Location
- Country: New Zealand

Physical characteristics
- • location: Hapuakohe Range
- • location: Firth of Thames
- Length: 15 km (9.3 mi)

= Waitakaruru River =

The Waitakaruru River is a river of the Waikato Region of New Zealand's North Island. It flows initially north before turning northwest across the northwestern corner of the Hauraki Plains, reaching the southwestern corner of the Firth of Thames close to the settlement of Waitakaruru.

Grey mangrove, or mānawa, has rapidly colonised the estuary since 1940, due to sediment deposited by the rivers and climate change.

== Pollution ==
In its lower reaches the river is not fit for swimming, as the nitrogen and phosphorus pollution levels are many times those of the natural river.

Pollution has generally been worsening, as shown in this table -

Relative seasonal Kendall slope estimator (RSKSE) trends (% per year).

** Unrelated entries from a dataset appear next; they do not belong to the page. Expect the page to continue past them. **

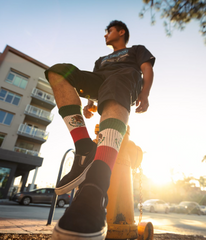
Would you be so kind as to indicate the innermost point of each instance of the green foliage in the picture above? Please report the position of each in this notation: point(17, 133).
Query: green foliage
point(177, 13)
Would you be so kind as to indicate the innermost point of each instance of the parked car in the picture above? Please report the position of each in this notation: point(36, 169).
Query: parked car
point(42, 195)
point(172, 207)
point(155, 205)
point(188, 208)
point(203, 209)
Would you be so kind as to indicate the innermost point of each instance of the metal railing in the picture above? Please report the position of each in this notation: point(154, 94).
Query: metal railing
point(43, 95)
point(26, 151)
point(32, 131)
point(38, 112)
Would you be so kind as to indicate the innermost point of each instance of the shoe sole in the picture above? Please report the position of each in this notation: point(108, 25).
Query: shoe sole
point(61, 234)
point(74, 183)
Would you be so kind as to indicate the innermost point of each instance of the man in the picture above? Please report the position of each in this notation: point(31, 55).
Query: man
point(116, 84)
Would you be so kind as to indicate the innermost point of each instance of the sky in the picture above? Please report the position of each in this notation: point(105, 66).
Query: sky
point(172, 132)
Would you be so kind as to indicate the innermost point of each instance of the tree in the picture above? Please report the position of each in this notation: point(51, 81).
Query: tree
point(204, 159)
point(177, 13)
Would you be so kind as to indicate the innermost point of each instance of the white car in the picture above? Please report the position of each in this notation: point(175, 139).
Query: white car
point(155, 205)
point(203, 209)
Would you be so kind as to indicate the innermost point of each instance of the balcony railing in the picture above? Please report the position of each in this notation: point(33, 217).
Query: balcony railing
point(43, 95)
point(39, 113)
point(26, 151)
point(33, 132)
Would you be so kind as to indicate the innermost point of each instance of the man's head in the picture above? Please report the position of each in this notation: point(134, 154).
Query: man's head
point(119, 26)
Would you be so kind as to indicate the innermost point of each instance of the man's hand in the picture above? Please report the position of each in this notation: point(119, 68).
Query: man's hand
point(142, 103)
point(87, 113)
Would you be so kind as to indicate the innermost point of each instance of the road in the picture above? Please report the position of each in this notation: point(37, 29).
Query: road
point(175, 223)
point(172, 222)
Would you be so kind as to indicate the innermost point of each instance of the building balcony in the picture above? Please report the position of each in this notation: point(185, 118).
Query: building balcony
point(31, 133)
point(43, 99)
point(26, 151)
point(38, 115)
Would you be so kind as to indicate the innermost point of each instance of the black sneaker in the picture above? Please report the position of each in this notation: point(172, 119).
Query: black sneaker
point(85, 218)
point(77, 174)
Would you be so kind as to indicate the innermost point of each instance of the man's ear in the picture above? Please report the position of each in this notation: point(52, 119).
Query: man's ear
point(121, 32)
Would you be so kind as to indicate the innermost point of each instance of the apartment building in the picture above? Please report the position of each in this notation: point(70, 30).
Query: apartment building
point(26, 101)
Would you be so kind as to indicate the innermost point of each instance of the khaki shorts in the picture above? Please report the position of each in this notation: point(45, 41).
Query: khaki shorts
point(122, 85)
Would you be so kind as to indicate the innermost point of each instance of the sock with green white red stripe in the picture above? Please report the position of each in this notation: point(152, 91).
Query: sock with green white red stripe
point(111, 133)
point(72, 115)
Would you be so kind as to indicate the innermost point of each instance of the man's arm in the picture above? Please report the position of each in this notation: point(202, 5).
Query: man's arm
point(142, 102)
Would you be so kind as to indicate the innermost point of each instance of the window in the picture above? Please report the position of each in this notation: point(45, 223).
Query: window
point(26, 145)
point(4, 176)
point(2, 136)
point(5, 117)
point(17, 79)
point(9, 97)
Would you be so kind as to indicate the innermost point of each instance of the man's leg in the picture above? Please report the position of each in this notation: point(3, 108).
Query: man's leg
point(86, 216)
point(70, 109)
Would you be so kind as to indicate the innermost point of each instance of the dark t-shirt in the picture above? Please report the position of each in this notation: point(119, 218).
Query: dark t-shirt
point(124, 58)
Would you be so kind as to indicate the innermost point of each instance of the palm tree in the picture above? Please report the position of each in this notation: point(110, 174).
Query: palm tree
point(204, 159)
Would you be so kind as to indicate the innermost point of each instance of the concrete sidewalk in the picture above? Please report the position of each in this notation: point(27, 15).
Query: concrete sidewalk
point(25, 226)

Important (i.e. slope direction probability over 95% and RSKSE over ±1% pa) improvements, or deteriorations in bold.
|  | Conductivity | Turbidity | Visual clarity | Total nitrogen | Nitrate-N | Ammonia | Total phosphorus (provisional) | Dissolved reactive P | Escherichia coli |
|---|---|---|---|---|---|---|---|---|---|
| 1993–2017 | 1.1 | –1.8 | 1.9 | –1.5 | –1.8 | –3.6 | –1.6 | –0.7 | –2.0 |
| 2008–2017 | –0.4 | –4.2 | 7.6 | –2.6 | –1.5 | –3.0 | –3.9 | –2.3 | –7.3 |

Monthly records are flow-adjusted using a Lowess curve fit with 30% span.